Here's the thing about gin: It's almost never a sipping spirit.

Sure, it's a key component in cocktails, from the classic G&T to the Negroni. But very few modern-day tipplers would consider ordering a glass of gin on the rocks. A crop of new barrel-aged gins, however, could change that.

These gins—aged in whiskey, brandy or rum barrels—are still gins at heart. They have the essential juniper flavoring and other botanicals, too. But time spent resting in oak gives these gins a golden cast and smooths over sprightly botanical notes with light layers of vanilla, maple and brown sugar. The end result is an enticing vanilla spice that still lends itself to cocktails but is also mellow and nuanced enough to sip straight. Here are six bottles to look out for.

Chief Gowanus New-Netherland Gin (New York Distilling Company, Brooklyn, NY): Cocktail historian David Wondrich collaborated with Allen Katz's New York Distilling Company on this barrel-aged version of "Holland gin," drawing inspiration from the days when New York was still Dutch.

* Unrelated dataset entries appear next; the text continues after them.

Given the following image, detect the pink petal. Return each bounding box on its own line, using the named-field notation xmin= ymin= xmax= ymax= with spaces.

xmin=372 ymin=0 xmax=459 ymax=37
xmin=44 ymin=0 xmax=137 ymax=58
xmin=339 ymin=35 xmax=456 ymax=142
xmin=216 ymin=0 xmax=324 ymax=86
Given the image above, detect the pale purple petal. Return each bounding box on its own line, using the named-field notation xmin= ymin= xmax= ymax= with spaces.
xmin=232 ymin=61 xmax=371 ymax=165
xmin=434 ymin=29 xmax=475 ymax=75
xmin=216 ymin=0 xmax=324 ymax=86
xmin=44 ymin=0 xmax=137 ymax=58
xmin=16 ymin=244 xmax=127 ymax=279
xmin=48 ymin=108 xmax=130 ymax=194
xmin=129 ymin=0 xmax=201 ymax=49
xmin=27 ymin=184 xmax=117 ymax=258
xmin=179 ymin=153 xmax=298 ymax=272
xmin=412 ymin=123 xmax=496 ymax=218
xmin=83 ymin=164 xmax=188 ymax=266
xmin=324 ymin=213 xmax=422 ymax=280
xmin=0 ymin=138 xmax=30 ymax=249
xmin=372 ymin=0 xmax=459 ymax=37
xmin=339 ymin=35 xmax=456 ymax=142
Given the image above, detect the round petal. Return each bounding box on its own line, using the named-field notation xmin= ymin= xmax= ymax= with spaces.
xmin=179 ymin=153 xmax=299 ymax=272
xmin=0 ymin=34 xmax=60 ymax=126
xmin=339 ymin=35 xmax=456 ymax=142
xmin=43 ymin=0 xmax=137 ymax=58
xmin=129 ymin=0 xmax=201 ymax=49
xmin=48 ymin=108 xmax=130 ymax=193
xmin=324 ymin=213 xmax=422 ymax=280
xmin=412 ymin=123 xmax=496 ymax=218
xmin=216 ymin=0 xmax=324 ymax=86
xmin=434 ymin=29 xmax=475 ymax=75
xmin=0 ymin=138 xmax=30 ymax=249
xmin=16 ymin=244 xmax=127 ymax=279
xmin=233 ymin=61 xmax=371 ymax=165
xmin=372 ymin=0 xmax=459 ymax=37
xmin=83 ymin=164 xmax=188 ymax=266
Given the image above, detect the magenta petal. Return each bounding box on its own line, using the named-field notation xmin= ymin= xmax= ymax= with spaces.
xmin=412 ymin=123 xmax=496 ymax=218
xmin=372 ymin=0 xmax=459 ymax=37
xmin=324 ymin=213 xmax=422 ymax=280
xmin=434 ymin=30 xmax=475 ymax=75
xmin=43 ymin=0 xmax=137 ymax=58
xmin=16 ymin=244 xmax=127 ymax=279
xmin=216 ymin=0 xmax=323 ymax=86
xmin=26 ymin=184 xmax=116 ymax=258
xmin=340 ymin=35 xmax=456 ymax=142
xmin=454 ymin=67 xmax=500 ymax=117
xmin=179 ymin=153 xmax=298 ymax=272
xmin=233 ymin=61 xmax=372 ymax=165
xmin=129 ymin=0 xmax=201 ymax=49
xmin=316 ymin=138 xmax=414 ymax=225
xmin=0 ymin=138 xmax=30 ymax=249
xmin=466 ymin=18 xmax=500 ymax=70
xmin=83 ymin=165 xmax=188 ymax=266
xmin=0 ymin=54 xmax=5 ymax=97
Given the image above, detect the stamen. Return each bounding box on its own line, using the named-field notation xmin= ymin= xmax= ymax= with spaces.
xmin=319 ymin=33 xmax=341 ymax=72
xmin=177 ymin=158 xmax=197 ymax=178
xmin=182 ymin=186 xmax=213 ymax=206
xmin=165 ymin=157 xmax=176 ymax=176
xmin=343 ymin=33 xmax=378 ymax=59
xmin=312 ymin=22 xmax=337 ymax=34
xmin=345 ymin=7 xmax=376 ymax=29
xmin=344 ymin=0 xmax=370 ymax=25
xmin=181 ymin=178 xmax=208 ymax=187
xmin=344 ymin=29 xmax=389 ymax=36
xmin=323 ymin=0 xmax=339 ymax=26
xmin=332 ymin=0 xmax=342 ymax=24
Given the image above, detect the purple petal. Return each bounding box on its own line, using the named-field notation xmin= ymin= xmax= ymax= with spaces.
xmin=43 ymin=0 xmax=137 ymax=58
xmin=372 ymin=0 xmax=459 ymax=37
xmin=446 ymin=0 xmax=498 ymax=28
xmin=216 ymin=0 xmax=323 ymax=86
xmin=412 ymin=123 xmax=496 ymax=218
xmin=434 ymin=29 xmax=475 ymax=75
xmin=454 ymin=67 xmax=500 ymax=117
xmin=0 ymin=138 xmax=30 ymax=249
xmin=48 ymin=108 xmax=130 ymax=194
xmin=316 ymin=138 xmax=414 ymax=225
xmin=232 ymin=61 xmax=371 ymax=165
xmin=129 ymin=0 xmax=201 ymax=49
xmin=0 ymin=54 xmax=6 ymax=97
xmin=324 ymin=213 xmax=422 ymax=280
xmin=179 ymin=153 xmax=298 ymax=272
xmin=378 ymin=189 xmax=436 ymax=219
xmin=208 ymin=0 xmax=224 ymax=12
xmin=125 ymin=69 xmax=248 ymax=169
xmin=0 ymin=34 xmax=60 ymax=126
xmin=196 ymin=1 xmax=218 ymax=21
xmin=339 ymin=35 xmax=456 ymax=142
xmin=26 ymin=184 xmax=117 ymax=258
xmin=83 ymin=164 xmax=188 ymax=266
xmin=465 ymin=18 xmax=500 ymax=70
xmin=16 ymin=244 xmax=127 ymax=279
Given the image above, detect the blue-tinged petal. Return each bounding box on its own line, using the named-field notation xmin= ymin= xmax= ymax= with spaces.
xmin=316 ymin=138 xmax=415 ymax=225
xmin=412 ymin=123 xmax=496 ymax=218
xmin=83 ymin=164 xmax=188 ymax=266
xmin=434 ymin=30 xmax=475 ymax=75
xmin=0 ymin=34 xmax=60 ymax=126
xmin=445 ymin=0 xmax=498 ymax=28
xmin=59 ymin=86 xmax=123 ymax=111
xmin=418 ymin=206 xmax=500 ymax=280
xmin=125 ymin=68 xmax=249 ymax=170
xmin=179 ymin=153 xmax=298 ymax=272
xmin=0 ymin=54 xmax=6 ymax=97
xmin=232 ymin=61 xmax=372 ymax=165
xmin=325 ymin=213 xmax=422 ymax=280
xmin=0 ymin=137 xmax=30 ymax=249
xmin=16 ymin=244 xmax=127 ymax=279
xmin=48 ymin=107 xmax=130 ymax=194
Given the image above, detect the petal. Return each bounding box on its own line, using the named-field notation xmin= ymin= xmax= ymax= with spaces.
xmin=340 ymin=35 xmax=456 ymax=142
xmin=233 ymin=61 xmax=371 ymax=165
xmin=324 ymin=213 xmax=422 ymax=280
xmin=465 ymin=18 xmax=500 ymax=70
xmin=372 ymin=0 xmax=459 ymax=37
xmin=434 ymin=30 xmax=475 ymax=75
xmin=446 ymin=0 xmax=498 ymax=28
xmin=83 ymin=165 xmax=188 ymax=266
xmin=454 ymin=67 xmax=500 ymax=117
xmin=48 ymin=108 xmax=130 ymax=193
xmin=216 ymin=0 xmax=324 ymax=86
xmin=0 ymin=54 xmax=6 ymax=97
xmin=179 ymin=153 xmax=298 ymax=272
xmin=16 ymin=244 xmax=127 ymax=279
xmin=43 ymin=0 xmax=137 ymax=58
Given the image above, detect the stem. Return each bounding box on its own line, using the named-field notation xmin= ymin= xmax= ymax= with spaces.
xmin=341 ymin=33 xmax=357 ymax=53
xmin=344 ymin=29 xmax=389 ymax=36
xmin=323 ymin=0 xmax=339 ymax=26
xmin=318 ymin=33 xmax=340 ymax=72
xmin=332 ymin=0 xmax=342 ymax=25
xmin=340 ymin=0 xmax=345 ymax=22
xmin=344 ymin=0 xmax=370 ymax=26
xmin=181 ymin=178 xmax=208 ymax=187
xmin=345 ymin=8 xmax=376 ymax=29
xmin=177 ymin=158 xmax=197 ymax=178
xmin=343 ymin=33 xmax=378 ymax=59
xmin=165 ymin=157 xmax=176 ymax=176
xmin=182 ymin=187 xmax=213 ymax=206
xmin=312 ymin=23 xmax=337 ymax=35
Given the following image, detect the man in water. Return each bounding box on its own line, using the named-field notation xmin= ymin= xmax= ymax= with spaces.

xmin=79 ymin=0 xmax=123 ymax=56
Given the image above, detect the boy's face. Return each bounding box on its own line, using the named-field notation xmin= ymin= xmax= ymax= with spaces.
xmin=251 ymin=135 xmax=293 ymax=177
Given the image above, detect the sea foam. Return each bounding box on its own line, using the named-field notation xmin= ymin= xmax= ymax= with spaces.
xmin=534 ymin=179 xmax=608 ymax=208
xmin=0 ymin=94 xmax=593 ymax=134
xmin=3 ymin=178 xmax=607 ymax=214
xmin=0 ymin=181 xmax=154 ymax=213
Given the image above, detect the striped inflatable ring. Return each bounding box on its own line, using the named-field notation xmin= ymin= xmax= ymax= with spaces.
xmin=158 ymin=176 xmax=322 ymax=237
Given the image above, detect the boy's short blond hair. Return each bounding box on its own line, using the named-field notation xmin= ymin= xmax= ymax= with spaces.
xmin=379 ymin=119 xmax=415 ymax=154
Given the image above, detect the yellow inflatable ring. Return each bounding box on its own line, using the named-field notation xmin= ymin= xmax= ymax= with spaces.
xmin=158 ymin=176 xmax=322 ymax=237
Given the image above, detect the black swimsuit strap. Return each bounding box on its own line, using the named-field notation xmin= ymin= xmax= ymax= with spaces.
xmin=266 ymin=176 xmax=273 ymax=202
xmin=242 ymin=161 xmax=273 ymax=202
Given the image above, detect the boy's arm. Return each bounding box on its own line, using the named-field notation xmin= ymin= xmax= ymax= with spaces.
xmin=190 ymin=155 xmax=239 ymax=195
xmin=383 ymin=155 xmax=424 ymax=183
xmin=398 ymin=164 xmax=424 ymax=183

It has a touch of hops thrown in, which adds a zesty, citrusy note. At The Shanty, the bar adjacent to the distillery, it's served in the Stomp & Swerve cocktail with Amaro Meletti, orange liqueur and lemon.

Citadelle Reserve Gin (Citadelle, France): Alexandre Gabriel of Cognac Ferrand has experimented with different variations of barrel-aged gin since 2008. The 2013 edition employs three different barrels and is aged using the solera method. The end result is relatively pale in the glass, fresh and lightly scented with vanilla. It's civilized in a Martinez cocktail.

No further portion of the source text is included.